Dieser Text ist Teil des nd-Archivs seit 1946.

Um die Inhalte, die in den Jahrgängen bis 2001 als gedrucktes Papier vorliegen, in eine digitalisierte Fassung zu übertragen, wurde eine automatische Text- und Layouterkennung eingesetzt. Je älter das Original, umso höher die Wahrscheinlichkeit, dass der automatische Erkennvorgang bei einzelnen Wörtern oder Absätzen auf Probleme stößt.

Es kann also vereinzelt vorkommen, dass Texte fehlerhaft sind.
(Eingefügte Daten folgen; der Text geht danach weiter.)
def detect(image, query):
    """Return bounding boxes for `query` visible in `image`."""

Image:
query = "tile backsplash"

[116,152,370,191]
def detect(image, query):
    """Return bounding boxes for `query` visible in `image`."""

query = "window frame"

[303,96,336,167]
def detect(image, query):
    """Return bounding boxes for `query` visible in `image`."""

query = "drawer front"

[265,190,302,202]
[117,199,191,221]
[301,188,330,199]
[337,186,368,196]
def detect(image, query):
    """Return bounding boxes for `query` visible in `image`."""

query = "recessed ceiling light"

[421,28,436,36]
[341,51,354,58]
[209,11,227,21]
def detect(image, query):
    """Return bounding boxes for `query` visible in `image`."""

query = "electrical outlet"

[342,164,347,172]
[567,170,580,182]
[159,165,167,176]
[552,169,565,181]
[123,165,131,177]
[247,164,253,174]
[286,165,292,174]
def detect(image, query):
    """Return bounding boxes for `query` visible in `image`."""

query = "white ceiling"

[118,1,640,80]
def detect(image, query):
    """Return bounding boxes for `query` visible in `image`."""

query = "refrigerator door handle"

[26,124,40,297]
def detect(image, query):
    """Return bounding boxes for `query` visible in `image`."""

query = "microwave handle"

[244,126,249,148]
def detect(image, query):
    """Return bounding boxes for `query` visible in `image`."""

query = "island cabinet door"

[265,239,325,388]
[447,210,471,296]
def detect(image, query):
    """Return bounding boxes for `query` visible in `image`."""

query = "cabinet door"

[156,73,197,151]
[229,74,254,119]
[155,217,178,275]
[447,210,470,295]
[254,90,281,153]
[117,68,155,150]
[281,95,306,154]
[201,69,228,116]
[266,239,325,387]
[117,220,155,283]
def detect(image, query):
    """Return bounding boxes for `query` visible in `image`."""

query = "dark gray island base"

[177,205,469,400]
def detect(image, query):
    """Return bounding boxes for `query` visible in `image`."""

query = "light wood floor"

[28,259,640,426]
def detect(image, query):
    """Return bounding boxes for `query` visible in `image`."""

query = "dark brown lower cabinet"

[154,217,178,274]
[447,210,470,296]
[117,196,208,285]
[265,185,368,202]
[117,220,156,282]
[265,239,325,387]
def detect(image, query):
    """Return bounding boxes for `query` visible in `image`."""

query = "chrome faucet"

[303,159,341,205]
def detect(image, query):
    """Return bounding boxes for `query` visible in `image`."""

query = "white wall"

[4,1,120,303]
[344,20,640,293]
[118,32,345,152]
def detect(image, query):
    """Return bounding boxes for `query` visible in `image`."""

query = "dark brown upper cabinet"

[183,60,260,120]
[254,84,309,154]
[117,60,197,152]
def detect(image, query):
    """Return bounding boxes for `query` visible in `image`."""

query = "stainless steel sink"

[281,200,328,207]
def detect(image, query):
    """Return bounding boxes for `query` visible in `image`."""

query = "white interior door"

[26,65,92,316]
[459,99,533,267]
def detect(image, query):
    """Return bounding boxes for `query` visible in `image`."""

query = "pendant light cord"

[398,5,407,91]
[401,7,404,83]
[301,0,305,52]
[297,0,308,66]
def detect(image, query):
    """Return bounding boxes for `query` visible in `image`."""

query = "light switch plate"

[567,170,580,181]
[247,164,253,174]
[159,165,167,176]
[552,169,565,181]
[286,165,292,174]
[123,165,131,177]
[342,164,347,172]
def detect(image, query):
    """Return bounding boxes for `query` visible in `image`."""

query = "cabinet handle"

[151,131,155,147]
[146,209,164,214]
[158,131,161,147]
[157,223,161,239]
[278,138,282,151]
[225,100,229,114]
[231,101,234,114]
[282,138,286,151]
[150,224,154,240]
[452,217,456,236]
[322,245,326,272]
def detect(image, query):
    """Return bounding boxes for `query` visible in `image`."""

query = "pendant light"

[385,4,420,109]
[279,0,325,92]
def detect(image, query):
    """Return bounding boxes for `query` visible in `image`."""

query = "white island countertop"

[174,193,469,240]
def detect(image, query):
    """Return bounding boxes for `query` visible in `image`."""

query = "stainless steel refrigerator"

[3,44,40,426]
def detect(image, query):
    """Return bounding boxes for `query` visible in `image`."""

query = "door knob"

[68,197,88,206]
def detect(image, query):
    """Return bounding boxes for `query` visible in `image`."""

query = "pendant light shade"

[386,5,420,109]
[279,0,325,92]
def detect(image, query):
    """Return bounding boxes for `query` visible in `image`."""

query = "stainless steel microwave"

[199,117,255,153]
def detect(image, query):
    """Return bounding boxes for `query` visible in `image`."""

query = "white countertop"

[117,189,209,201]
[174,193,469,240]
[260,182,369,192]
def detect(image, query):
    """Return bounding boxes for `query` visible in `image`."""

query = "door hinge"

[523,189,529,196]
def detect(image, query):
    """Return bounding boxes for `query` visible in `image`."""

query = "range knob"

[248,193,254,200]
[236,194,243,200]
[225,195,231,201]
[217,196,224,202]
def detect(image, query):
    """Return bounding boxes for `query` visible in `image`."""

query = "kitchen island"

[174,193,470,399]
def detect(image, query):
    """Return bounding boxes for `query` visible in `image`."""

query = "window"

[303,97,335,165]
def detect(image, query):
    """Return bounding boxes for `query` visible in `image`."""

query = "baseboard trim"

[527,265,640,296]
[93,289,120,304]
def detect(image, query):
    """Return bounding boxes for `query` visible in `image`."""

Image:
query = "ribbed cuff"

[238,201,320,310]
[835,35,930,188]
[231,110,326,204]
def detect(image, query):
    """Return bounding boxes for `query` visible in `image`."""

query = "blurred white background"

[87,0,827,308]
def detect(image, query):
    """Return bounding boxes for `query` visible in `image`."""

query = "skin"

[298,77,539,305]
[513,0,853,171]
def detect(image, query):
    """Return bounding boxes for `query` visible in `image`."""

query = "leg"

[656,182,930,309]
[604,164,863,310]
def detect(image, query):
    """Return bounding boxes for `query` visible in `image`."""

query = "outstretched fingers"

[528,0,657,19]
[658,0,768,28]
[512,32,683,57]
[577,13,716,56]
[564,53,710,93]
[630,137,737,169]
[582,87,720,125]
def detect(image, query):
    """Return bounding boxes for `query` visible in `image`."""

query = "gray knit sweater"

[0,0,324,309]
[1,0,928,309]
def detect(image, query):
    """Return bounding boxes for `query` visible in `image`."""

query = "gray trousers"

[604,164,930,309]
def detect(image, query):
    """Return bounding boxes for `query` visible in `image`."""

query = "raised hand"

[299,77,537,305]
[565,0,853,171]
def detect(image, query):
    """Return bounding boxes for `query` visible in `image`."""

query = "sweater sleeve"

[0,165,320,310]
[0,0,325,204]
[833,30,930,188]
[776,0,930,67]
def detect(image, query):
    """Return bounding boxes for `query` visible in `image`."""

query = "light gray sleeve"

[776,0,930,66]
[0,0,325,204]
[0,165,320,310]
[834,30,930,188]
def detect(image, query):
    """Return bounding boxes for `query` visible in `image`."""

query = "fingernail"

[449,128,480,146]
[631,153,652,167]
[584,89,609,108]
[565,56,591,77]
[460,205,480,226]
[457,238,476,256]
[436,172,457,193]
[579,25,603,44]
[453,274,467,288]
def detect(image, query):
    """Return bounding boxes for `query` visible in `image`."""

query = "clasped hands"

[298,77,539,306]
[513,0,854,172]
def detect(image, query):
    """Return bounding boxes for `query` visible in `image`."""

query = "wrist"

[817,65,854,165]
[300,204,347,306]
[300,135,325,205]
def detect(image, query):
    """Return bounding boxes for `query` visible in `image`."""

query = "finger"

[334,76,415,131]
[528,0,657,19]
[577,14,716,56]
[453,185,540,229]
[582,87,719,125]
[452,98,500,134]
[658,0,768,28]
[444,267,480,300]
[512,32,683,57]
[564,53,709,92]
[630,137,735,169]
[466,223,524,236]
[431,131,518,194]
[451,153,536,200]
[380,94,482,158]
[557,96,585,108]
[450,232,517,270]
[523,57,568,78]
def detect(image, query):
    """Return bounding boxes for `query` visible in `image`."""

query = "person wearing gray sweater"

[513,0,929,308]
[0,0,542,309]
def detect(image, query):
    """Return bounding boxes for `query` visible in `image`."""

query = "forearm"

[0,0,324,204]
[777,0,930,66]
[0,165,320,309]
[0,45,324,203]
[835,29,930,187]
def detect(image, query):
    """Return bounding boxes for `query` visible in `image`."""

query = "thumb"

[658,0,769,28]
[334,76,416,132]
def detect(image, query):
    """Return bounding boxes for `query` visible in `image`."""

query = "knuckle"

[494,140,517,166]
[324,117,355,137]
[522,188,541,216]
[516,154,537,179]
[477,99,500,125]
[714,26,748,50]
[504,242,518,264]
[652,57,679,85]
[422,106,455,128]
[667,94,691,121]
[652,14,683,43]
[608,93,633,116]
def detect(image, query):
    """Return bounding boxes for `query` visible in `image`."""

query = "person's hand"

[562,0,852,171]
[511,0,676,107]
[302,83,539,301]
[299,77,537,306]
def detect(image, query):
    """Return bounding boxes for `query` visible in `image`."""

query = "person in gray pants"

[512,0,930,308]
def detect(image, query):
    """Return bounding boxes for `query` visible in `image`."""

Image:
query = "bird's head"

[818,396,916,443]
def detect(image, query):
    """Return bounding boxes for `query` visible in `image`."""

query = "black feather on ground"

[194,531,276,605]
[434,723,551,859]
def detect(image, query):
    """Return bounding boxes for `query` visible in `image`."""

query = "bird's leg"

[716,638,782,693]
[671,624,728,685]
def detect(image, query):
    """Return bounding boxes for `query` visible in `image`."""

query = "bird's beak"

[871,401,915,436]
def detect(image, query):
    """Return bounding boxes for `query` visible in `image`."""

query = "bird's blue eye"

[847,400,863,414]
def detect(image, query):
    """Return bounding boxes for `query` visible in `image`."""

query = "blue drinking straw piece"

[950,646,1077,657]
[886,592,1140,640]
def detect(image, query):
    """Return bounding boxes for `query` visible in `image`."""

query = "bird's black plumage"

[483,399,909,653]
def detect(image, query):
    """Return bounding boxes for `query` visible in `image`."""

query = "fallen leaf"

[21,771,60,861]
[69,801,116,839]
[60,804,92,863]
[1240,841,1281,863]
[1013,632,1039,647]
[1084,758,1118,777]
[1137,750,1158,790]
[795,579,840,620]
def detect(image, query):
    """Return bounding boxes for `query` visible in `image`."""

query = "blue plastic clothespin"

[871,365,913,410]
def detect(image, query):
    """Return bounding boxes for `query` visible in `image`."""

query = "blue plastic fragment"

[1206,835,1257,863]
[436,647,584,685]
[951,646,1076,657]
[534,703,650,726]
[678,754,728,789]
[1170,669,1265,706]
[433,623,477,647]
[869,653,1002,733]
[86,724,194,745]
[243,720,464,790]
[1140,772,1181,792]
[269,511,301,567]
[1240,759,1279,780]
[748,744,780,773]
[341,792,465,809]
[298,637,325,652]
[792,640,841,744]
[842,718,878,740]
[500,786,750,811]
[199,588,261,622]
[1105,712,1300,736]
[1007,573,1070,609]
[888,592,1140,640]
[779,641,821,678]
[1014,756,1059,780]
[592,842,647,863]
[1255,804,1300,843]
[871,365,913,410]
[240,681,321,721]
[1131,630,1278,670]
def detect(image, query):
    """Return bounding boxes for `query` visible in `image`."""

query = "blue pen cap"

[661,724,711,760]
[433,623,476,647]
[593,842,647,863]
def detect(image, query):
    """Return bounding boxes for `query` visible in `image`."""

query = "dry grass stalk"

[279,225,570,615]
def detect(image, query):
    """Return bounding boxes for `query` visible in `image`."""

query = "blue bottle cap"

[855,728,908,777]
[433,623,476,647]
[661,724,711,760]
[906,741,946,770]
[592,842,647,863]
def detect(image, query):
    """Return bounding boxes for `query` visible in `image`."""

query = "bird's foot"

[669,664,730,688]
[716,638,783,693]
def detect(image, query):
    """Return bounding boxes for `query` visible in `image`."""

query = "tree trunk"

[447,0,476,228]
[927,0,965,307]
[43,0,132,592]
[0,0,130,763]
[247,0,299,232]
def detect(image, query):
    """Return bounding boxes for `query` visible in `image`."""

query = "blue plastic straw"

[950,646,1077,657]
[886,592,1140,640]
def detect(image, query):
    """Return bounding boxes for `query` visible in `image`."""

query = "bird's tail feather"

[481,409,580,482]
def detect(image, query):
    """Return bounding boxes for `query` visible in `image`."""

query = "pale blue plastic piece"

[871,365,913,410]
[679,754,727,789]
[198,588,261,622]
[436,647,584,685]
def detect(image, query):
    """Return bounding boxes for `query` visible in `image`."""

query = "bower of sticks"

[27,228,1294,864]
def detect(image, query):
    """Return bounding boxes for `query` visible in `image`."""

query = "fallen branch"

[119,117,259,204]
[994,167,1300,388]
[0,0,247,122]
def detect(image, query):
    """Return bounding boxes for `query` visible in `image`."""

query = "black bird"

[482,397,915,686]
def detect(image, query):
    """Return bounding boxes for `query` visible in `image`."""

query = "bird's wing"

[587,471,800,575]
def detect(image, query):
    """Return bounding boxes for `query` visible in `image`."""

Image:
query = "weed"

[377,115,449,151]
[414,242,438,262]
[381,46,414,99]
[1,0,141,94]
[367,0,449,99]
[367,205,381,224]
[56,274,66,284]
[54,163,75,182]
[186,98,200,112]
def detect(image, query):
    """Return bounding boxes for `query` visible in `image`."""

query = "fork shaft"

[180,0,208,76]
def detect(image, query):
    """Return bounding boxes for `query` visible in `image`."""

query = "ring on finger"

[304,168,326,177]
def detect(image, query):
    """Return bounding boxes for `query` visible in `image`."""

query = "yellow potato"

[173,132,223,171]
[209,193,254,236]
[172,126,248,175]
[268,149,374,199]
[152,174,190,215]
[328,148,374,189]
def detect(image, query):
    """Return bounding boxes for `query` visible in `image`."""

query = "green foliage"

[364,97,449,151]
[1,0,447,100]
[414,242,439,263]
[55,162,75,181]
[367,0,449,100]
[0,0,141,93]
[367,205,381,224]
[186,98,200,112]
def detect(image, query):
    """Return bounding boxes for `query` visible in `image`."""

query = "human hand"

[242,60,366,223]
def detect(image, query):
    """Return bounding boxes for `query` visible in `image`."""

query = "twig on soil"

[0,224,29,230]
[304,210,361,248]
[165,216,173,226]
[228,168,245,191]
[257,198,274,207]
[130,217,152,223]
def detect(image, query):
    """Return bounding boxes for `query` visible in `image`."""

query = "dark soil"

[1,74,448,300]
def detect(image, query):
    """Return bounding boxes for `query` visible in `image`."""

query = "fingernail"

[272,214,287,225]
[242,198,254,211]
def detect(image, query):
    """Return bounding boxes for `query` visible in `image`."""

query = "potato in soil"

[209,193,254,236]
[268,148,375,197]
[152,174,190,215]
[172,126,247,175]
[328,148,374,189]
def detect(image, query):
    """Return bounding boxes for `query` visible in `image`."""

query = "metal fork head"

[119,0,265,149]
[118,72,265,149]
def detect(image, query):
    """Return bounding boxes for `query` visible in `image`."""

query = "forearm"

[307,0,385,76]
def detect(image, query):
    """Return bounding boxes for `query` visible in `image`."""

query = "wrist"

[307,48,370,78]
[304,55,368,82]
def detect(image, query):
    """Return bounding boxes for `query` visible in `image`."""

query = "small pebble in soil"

Der zweite Tod des Nikolai Bersarin

  • DIETER H. SCHUBERT
  • Lesedauer: 6 Min.

Bersarin samt Begleitung vor dem zerschossenen Reichstag. Dem deutschen Volke sei er gewidmet - wurde behauptet. Was zählt heute die Befreiung von der Barbarei?

Siebenundvierzig Jahre nach seinem tragischen Tod auf dem Motorad an der Lichtenberger Straßenecke Alt-Friedrichsfelde/Schloßstraße starb Berlins erster sowjetischer Stadtkommandant Nikolai E. Bersarin im Herbst dieses Jahres ein zweites Mal. Ein Federstrich tilgte ihn von der Liste der Berliner Ehrenbürger. ..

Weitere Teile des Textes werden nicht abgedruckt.